Mais si vous êtes du genre à boire des verres d’eaux…

– En effet, nous ne sommes pas les meilleurs clients. »

D’ailleurs, à la conclusion de Masthel, voilà que le gros moustachu revenait pour donner les deux verres aux attablés. Le tenancier eut alors le bon goût de se retirer pour les laisser tranquilles : il allait re-remplir le verre de l’Elfe en bout de bar qui semblait à deux doigts de s’effondrer de sommeil. Et pourtant, elle accepta bien volontiers une nouvelle rasade.

« Eh bien, on dirait que t’as un autre éventuel employeur là-haut, mon cher Ahmès…
Travailler avec la Pègre. Ça peut être très rentable. Et, aussi étonnant que ça puisse paraître, bien moins traître et dangereux que bosser avec des nobles. Les nobles ont cette vision de la loyauté très… Sanglante. Ils gardent les rancunes en tête, les remuent durant des siècles. La Pègre a pas ce genre d’affect, ils séparent bien le personnel du professionnel. Deux mafieux peuvent vouloir se scier les jambes un jour puis se serrer la main pour se faire des Souverains d’Or ensemble le lendemain.
Bref, parlons-en justement, de ces nobles. Santé. »

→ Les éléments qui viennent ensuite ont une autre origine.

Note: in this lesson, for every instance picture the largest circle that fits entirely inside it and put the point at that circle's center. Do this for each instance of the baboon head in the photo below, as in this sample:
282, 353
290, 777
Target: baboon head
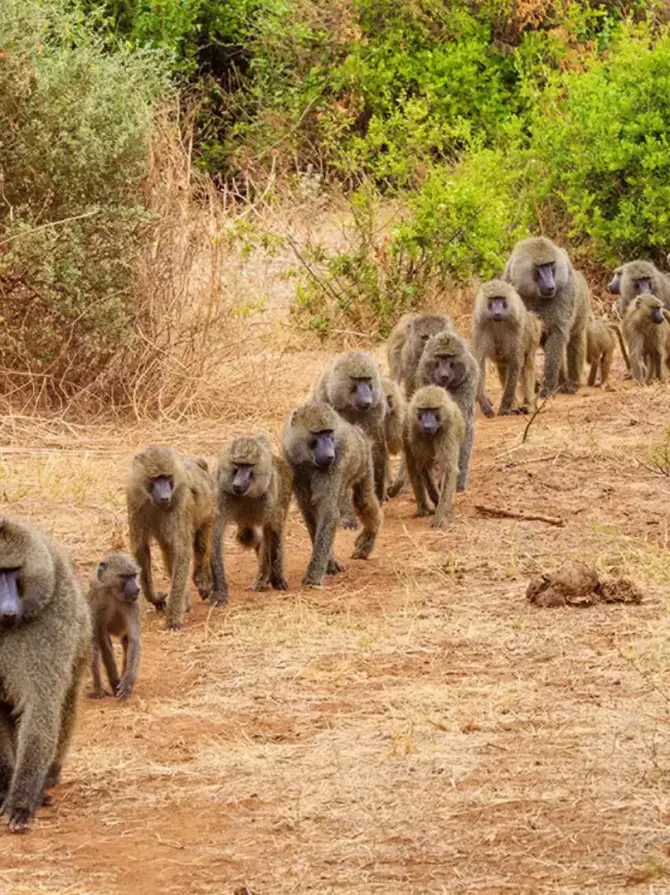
354, 382
614, 285
650, 306
538, 268
159, 473
498, 301
310, 436
421, 328
245, 467
117, 573
427, 410
637, 278
27, 576
442, 362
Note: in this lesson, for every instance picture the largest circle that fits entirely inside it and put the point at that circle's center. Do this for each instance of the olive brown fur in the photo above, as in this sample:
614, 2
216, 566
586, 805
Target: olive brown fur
115, 612
171, 500
45, 646
253, 490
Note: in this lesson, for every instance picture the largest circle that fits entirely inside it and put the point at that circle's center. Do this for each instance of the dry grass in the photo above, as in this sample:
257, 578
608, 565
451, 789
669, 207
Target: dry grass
415, 726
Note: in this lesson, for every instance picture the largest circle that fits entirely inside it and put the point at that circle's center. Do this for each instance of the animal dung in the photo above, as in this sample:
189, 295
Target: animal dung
576, 584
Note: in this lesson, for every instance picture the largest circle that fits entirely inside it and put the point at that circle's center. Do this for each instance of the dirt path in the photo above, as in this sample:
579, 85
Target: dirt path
414, 726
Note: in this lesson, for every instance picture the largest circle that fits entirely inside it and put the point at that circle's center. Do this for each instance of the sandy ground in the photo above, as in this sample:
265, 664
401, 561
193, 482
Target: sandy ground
415, 726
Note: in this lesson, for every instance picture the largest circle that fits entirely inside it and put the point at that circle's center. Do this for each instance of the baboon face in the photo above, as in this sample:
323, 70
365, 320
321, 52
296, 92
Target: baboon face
119, 573
26, 574
322, 447
360, 393
614, 285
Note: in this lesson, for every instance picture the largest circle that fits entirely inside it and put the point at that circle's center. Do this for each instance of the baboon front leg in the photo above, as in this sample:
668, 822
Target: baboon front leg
509, 393
465, 454
36, 747
177, 598
368, 509
418, 484
554, 349
202, 545
447, 490
574, 352
142, 554
219, 595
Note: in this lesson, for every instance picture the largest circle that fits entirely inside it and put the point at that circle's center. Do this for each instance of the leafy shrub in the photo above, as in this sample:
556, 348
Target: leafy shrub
74, 123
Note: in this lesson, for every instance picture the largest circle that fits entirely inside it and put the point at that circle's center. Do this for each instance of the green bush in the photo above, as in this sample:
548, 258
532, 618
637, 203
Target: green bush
74, 125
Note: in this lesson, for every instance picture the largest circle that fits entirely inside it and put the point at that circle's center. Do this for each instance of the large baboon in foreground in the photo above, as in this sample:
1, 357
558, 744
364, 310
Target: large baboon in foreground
171, 500
545, 279
330, 459
45, 644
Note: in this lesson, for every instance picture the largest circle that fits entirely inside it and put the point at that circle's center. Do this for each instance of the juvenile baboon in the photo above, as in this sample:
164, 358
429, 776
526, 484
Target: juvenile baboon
448, 363
45, 645
601, 339
507, 333
433, 435
647, 333
171, 500
254, 491
115, 611
545, 279
330, 458
352, 384
639, 278
420, 328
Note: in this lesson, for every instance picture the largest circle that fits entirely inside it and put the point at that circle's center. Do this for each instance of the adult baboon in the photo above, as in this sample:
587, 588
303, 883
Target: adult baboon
433, 435
115, 611
638, 278
647, 333
505, 331
45, 644
171, 500
545, 279
330, 458
601, 339
352, 384
446, 361
420, 328
254, 491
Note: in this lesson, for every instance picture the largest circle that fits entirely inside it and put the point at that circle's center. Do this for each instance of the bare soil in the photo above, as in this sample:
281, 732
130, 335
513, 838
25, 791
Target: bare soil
415, 726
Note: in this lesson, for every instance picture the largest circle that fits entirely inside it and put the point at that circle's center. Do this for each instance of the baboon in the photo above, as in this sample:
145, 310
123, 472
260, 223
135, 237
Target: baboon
505, 331
639, 278
447, 362
330, 458
115, 610
549, 286
171, 500
352, 384
254, 491
420, 328
45, 645
601, 339
433, 435
647, 333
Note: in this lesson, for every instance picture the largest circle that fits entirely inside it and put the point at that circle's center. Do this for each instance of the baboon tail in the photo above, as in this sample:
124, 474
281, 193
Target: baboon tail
249, 538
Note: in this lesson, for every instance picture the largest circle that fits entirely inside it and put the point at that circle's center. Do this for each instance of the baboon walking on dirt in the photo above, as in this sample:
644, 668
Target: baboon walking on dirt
45, 645
171, 500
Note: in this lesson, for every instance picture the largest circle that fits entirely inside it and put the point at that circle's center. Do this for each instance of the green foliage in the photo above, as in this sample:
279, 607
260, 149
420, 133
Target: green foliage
602, 138
74, 120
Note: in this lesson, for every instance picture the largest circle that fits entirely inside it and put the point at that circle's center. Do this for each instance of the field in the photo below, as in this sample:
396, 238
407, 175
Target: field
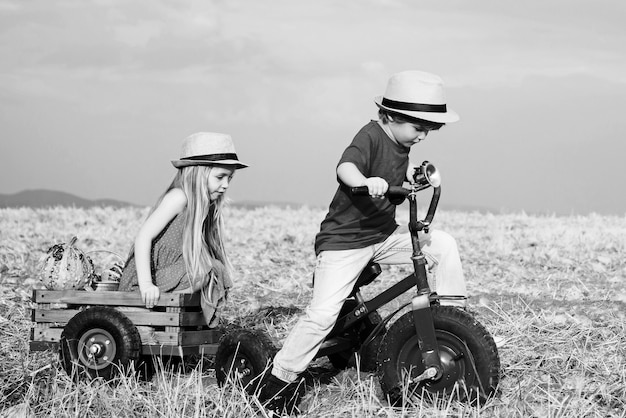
552, 287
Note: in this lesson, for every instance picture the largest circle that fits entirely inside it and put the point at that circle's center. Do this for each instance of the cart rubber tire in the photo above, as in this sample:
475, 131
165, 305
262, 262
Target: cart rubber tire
468, 354
243, 356
368, 356
99, 342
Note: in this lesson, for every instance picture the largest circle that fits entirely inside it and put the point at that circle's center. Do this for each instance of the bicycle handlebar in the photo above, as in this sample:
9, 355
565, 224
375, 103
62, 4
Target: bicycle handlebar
393, 191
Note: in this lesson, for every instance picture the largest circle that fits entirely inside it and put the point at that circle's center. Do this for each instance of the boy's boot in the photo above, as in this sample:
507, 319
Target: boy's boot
281, 397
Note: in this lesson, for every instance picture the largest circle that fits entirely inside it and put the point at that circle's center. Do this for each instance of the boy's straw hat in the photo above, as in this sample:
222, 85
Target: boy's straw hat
417, 94
208, 148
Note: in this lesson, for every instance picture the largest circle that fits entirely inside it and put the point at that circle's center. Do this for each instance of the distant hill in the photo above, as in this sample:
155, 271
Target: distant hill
47, 198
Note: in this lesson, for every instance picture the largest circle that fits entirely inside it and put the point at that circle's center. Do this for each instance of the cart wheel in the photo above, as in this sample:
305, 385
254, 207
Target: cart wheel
99, 342
243, 356
359, 332
467, 351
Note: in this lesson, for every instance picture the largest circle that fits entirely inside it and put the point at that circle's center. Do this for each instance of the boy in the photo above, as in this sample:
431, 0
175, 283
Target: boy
358, 229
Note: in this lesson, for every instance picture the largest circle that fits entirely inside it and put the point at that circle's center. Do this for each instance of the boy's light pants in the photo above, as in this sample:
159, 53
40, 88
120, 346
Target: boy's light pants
335, 275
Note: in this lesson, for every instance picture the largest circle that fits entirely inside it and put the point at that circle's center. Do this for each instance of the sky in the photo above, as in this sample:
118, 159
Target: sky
96, 96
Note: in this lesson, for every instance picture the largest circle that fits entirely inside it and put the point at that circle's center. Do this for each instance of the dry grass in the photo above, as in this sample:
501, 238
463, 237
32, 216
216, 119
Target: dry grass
553, 287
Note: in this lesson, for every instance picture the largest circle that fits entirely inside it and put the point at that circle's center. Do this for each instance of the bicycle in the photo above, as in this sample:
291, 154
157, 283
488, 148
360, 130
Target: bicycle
431, 349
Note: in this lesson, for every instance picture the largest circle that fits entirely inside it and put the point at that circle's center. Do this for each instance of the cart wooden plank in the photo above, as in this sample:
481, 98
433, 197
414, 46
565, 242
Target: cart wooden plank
152, 318
115, 298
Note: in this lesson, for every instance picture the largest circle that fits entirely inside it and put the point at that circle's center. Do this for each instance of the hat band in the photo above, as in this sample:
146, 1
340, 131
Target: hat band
213, 157
415, 107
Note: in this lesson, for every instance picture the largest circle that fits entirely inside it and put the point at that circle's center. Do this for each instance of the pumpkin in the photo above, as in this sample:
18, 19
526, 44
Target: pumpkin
66, 267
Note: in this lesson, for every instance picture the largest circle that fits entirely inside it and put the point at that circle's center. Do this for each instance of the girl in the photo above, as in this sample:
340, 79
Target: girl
179, 247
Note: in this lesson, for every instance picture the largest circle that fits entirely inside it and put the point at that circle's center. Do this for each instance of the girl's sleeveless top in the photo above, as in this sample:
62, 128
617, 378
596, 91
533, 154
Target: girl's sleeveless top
166, 261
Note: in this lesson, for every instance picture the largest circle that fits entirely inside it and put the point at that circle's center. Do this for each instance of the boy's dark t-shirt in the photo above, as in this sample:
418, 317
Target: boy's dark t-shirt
359, 221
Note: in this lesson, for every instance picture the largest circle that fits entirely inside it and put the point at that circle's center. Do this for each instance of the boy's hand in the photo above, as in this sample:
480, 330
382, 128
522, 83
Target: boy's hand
376, 186
150, 295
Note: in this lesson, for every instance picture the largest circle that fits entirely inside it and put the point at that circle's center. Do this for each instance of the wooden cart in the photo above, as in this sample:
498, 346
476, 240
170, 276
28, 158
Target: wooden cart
96, 333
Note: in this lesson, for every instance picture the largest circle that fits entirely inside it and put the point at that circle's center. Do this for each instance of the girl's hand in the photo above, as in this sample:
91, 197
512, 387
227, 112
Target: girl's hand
377, 186
150, 295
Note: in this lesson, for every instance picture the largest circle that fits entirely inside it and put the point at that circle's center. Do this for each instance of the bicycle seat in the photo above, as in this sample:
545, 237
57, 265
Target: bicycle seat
367, 276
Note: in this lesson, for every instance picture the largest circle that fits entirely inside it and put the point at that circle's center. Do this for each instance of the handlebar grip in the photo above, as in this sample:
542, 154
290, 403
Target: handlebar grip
393, 191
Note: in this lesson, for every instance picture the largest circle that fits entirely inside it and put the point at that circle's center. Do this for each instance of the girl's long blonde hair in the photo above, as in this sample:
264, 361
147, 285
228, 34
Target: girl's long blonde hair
203, 246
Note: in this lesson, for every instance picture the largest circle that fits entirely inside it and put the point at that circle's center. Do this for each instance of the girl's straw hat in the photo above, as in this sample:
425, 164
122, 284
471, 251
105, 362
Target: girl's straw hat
208, 148
417, 94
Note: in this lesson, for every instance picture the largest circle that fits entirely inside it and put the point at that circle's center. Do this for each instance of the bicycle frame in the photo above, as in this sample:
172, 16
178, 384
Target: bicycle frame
420, 303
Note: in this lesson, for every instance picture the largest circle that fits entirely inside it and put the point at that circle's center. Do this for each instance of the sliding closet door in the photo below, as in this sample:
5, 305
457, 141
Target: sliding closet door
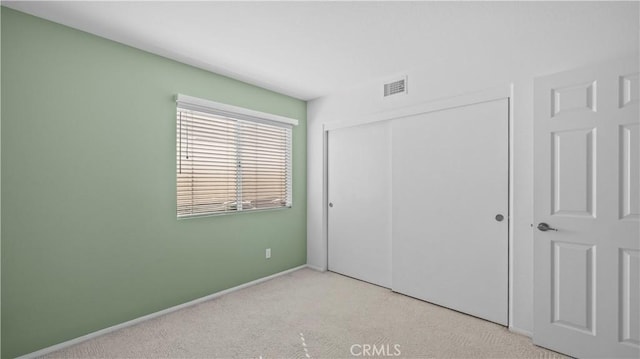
360, 202
450, 203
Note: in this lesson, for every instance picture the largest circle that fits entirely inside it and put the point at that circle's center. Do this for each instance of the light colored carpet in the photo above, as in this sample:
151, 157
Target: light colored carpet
330, 315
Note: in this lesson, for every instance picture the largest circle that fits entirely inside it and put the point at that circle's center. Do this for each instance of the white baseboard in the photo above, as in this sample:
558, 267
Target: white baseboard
526, 333
129, 323
319, 269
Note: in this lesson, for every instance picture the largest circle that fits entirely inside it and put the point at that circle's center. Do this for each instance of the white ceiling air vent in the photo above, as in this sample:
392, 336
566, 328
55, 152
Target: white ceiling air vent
395, 87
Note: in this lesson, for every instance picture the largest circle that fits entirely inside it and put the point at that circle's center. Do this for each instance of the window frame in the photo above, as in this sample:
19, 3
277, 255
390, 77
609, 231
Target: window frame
241, 117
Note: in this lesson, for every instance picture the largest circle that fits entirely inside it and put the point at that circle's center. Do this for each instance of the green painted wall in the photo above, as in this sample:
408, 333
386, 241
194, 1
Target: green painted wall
89, 232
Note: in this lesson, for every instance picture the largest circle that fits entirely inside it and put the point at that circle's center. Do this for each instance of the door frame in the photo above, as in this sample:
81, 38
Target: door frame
491, 94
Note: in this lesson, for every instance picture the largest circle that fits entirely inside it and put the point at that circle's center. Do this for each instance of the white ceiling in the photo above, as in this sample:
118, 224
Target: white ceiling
310, 49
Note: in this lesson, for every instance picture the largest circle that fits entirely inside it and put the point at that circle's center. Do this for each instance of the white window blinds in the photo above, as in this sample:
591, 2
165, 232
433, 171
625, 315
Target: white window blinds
231, 159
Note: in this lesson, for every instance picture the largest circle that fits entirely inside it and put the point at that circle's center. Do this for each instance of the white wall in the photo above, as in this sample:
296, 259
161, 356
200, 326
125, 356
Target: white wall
513, 43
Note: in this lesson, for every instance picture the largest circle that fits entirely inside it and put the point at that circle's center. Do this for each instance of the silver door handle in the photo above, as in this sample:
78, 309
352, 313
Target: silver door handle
545, 227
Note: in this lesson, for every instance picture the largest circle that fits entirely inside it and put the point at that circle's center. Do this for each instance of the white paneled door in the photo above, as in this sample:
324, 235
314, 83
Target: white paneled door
587, 208
450, 208
359, 213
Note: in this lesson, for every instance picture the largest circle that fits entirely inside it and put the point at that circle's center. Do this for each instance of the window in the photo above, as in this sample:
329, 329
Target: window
230, 159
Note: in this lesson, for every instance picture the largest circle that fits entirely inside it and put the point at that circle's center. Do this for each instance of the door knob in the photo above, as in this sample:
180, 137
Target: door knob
545, 227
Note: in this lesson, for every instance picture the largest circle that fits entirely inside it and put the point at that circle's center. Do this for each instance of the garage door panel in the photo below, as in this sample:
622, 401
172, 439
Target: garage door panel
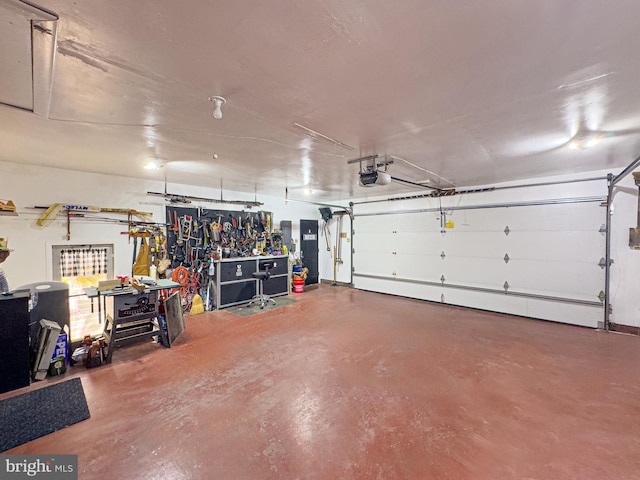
551, 264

Il trinqua avec Ahmès. Quand bien même il l’avait un peu arnaqué sur la marchandise en promettant de lui payer le repas.

« Y a plein de nobles à Karond Kar. Plein de maisonnées, beaucoup réduites à vraiment peu de choses : t’as un nom quelque part dans un livre, une bague qui indique que tu remontes ton origine à Nagarythe, et tu la gardes très, très précieusement, parce que la perdre, c’est finir plus bas que tout, c’est finir avec les prolétaires, les puants qui peuvent pas bosser parce que les esclaves font tout le boulot. Un peu comme les tas de merde derrière nous qui puent l’alcool à trois heures de l’après-midi et jouent aux cartes. Pour survivre, ces nobles se trouvent d’autres boulots : Beaucoup ici finissent Corsaires, parce qu’être Corsaire c’est le meilleur moyen de gagner très vite beaucoup d’argent, et beaucoup de notoriété, et au pire, tu meurs, et d’une mort très honorable et respectée, qui fait plaisir à Khaine. D’autres finissent gardes de maisonnées, ou dames servantes, ou fonctionnaires parce qu’ils savent écrire, sachant que y a que très peu d’esclaves qui savent parler le Druhir — et pire encore, l’écrire. Là, je vois qu’il y a des humains qui servent de croupiers, ils doivent savoir dire « bonsoir » et « les jeux sont faits » avec leur immonde accent du Vieux Monde, mais pas beaucoup plus…
Mais au-dessus de cette masse de petits nobles qui tentent de se démener pour survivre et s’élever, t’as six familles qui règnent au-dessus de la masse, en forçant les petits à bourdonner autour d’eux : Ces clans, c’est les Afaryr, les Uroxis, les Hekaras, les Drakilos, les Alethi, et les Fellheart.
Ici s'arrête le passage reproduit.